Why was this outage SO LONG?!
Our standard policy is to be on top of outages the minute we receive notification from our monitoring systems. Notifications were received within 45 seconds of the first radar file being inaccessible to our pool of web servers. On call staff responded immediately. After first responders were unable to issue a ticket to the Provider through the Customer Portal, a hotline was dialed which put us in touch with the Managed Hosting Systems Administrator (MHSA) in charge of our account. (This person is familiar with the ins-and-outs of the AllisonHouse infrastructure and the unique demands of our business.)
MHSA’s response was that he too was unable to reach the Customer Portal. This Portal serves as a central repository for all kinds of information for the Provider. This includes IPs, usernames and passwords to our servers, as well as our “Recovery Interface,” which is a separate card in each machine that allows Remote Console access in the event the machine is inaccessible through normal means. MHSA was forced to end the phone call to determine ETA on Customer Portal accessibility so that he could reach the server and recover it. Phone calls were extended up the chain of command while AllisonHouse employees continued to try to recover the critical server through standard access methods.

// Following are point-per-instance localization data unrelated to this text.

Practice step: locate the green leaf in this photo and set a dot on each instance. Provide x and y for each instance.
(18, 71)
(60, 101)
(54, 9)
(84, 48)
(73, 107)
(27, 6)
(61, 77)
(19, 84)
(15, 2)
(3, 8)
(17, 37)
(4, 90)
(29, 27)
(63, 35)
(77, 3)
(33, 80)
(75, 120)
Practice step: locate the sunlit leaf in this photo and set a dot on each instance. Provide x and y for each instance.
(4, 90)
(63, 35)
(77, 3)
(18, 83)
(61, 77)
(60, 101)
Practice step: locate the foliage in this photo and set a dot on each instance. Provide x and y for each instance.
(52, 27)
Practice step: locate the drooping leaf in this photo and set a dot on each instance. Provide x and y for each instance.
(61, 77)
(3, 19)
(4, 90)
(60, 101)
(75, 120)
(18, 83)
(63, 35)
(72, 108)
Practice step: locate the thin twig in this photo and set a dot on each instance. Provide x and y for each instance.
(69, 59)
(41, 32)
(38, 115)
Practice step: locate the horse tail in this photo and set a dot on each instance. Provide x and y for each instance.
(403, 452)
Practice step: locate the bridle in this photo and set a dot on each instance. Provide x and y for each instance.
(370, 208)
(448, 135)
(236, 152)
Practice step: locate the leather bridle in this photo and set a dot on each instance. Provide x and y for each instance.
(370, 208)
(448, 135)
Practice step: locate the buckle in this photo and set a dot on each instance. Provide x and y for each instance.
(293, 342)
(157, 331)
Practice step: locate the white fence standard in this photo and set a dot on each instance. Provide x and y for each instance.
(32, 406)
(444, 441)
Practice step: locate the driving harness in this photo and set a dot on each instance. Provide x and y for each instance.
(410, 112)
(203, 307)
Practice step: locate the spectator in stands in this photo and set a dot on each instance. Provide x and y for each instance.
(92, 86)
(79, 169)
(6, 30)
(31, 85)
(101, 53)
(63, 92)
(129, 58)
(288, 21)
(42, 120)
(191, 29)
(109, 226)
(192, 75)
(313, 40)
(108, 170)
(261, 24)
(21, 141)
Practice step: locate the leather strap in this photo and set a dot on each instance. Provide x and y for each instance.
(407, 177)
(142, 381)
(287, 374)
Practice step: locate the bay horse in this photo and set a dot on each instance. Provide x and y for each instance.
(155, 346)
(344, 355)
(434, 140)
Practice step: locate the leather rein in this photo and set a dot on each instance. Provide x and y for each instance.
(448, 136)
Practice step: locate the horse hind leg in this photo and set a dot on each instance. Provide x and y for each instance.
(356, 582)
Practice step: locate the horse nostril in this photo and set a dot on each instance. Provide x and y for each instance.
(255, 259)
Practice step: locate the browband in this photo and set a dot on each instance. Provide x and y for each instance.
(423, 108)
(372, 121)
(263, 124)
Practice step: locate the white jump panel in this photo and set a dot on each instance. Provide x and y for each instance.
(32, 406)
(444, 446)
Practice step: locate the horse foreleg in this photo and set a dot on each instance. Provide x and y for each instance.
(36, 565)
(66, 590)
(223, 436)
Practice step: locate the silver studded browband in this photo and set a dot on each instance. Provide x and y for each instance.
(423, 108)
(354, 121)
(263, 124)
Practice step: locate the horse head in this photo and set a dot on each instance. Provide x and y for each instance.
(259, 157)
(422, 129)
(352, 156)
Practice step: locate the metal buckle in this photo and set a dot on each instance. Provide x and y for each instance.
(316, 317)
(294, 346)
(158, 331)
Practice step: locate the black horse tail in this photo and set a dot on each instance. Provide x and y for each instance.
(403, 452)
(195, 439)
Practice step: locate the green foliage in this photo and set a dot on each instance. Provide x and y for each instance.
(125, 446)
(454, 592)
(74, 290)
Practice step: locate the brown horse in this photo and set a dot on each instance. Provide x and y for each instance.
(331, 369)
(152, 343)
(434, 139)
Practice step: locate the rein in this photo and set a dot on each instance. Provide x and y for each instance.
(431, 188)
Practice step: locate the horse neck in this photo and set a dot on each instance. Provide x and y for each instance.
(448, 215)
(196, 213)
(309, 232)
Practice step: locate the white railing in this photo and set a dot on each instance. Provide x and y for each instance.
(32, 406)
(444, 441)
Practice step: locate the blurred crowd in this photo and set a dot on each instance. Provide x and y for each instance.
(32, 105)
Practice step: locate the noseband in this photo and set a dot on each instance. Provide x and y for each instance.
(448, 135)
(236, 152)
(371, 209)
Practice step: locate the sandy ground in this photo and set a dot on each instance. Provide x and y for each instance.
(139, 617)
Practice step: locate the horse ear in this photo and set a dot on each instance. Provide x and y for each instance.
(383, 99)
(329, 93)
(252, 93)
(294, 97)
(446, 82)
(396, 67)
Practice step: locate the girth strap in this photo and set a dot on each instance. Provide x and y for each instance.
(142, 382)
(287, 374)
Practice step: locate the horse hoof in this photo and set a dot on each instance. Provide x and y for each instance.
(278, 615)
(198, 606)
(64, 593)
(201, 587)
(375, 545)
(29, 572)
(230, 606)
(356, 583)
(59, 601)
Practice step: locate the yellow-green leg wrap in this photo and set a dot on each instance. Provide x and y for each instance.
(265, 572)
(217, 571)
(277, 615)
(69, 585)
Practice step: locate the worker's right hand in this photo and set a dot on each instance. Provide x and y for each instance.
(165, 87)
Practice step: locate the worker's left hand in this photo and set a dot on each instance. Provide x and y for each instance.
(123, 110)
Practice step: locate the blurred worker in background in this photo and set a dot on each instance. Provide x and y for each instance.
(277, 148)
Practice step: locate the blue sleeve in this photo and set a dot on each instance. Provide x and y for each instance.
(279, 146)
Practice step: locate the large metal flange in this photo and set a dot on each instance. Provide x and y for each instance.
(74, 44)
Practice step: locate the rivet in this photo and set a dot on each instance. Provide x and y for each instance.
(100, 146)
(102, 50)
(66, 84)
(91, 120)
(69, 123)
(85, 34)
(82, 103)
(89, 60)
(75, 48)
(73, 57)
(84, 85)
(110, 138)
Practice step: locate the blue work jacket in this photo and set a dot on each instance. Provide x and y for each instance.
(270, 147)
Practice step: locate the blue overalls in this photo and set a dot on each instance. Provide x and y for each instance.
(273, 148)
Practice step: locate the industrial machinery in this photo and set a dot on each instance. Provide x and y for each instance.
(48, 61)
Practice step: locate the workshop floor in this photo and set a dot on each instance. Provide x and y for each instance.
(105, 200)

AllisonHouse’s outage procedure calls for routing around a failed server within 15 minutes of the first notice of an outage from our Global Monitoring Systems. Our inability to route around the server stemmed from Provider’s Customer Portal outage, where our DNS can be updated. This meant the ONLY solution was to recover the server to restore service. This could have happened one of two ways;
- Customer Portal returned so that Provider’s MHSA could access the server via its Recovery Interface.
- We were able to reach the server through standard access methods and the server responded to our commands.
We were able to reach the server at 23:43Z and get it to respond to a restart command, 5 minutes after the command was sent. A phone call was received by MHSA at 23:45Z that stated Provider’s Customer Portal had returned to service.
What are you doing to make sure this never happens again?
1. DNS will be moved away from Provider to de-centralize it. This will allow changes to be made during the unlikely case that both Provider’s Customer Portal and an AllisonHouse server goes down.
This is to be completed within 30 days of RCA being published. Post will be updated to notify AllisonHouse customer’s of completion.
2. Provider was notified that their Managed Hosting Policy was no longer acceptable to AllisonHouse’s Business Operations. Provider was told to relinquish Recovery Interface credentials (Interface IP, Username, Password, etc.) to AllisonHouse in order to de-centralize the information. Provider’s Managed Hosting Policy is being amended to internally de-centralize the information so that MHSAs are able to access the Recovery Interfaces during a Customer Portal outage.
Provider sent Recovery Interface credentials on Thursday, May 1st, 2014. Credentials were tested and added to AllisonHouse’s standard recovery procedure. Provider’s Managed Hosting teams will internally de-centralize Recovery Interface credentials on their own accord.
3. Provider’s monitoring system relies too heavily on their Customer Portal. MHSA was unaware of outage when he was reached via the phone hotline. Provider was sent several stern emails outlining how they had failed us, their customer, and were continuing to do a disservice to their other customers by allowing such a system to impact them so heavily.
Suggested provider has backups for such a critical system.
Level II/III Radar, Warnings, Feeds (Incl. Lightning), GRearth, Website & Customer Portal
58 Minutes – Down Notification to Up Notification by Global Monitoring Systems.